連日テレビで報じられる能登半島の被災地の光景は、47都道府県どこにいようと決して他人事ではない。これも〝地震大国ニッポン〟に生まれた宿命だと肝に銘じておくべきだろう。「すわ! 地震だ!」と慌てふためかないようまさかの窮地にこそ知っておくべき15の疑問に解答する。
まずは愕然としてしまうような数字から––。
内閣府のサイトにある「防災情報のページ」中、「もしも災害が起こったら‥‥住宅・生活再建にはこんなにお金がかかる」の項目を見ると、東日本大震災で全壊被害にあった住宅の新築費用が平均約2500万円だったのに対し、公的資金で受給できるのは、善意の義援金を合わせても「約400万円にとどまりました」との記載がある。これではまったく足りないではないか! 老後に必要な資金が2000万円と言われる現在、災害で住宅が全壊してしまえば、さらに2000万円が必要となるのだ。
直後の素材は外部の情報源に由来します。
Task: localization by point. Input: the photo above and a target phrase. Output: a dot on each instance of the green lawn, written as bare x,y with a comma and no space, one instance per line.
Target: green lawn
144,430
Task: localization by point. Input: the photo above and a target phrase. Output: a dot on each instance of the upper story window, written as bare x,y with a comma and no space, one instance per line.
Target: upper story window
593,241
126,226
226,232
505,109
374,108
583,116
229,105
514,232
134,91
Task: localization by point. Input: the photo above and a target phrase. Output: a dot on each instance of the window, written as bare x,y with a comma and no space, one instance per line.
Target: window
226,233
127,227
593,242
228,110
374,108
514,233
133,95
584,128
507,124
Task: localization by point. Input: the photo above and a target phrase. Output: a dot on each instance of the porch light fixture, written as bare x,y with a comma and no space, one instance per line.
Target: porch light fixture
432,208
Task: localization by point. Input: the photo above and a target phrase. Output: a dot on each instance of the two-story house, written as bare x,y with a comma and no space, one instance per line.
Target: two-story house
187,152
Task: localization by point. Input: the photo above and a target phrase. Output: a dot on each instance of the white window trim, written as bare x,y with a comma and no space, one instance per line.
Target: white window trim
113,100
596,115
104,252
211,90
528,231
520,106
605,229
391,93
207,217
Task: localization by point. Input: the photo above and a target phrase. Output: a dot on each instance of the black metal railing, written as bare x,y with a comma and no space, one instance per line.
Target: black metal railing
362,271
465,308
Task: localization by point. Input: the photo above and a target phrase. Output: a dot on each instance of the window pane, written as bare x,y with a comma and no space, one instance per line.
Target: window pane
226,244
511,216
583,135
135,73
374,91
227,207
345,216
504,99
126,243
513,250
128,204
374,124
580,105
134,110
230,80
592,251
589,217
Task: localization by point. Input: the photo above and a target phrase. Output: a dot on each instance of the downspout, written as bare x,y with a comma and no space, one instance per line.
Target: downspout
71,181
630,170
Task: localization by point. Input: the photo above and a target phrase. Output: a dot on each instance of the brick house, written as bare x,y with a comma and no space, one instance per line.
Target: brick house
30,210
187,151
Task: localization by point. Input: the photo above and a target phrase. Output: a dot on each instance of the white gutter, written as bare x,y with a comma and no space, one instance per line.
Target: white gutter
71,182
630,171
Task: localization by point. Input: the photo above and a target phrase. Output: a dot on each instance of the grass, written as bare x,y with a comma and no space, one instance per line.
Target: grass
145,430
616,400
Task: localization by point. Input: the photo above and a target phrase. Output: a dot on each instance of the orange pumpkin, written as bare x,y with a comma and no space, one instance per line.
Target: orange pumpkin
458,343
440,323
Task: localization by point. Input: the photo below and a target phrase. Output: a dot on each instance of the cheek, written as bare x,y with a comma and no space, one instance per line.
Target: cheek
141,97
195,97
まさに目の前が真っ暗になる思いだが、転ばぬ先の杖、改めて「震災とお金」について、ここで確認しておこう。解説願うのは、ファイナンシャルプランナーで震災についての著書もある清水香氏だ。
Q1 被災したら最初にすべきことは?
「まず地震など一定程度の被害があった地域には災害救助法が適用されて、行政により応急的に、必要な援助が行われるようになります。避難所の設置や炊き出しなど、一言で言えば、人が生きていけるような措置を施す法律ですね。その後、ある程度落ち着いたら生活再建にかかるわけですが、実は被災したらまず最初にやっておくべきことが、被害状況の記録なのです」
被災して住居や家財に損害を受けた場合、請求に基づいて公的支援や保険を受け取れる可能性がある。この公的支援を受けるためには「罹災証明書」の交付を受ける必要があるが、被害割合が50%以上の「全壊」から10%未満の「一部損壊」までの6段階に被害状況が区分され、受け取れる金額に差が出てくる。記録をしないまま片づけなどをしてしまうと、後々、受け取れる金額が少なくなってしまうかもしれないので、いったん気持ちを落ち着けて、ぜひとも写真を撮るなどして被害記録を残しておきたい。
Q2 住宅が壊れたらいくらもらえる?
「被災者が生活再建するには、住むところがないといけません。そこで1市区町村で10世帯以上の住宅全壊等があった地域には、被災者生活再建支援制度が適用され、住宅全壊世帯等は最大で300万円の支援金を受け取ることができます」
内訳は、基礎支援金100万円に加算支援金200万円となる。が、もちろん被害が最大程度の場合で、段階的に金額は引き下げられる。単身世帯の場合は4分の3だ。これが浸水被害を受けた木造住宅だと「床上1.8メートル以上」が全壊で100万円、「1メートル以上」で50万円だが、それ以下では支援なしと、シビアな現実が待っている。
また実際に住むことができて始めて住居だ。そこで居室・キッチン・トイレなど、日常生活に最小限必要な場所の損害には「応急処理制度」がある。被害程度が5段階目の「準半壊」で34万3000円以内、それ以上で70万6000円の修繕を受けられる。
Q3 他にもらえるお金はあるのか?
それ以外にも自治体によって独自の支援策がある。国の制度で支援が受けられない場合もあるので、独自な支援は知っておきたいところ。例として、秋田県の全壊60万円、埼玉県の全壊・解体・長期避難300万円などがある。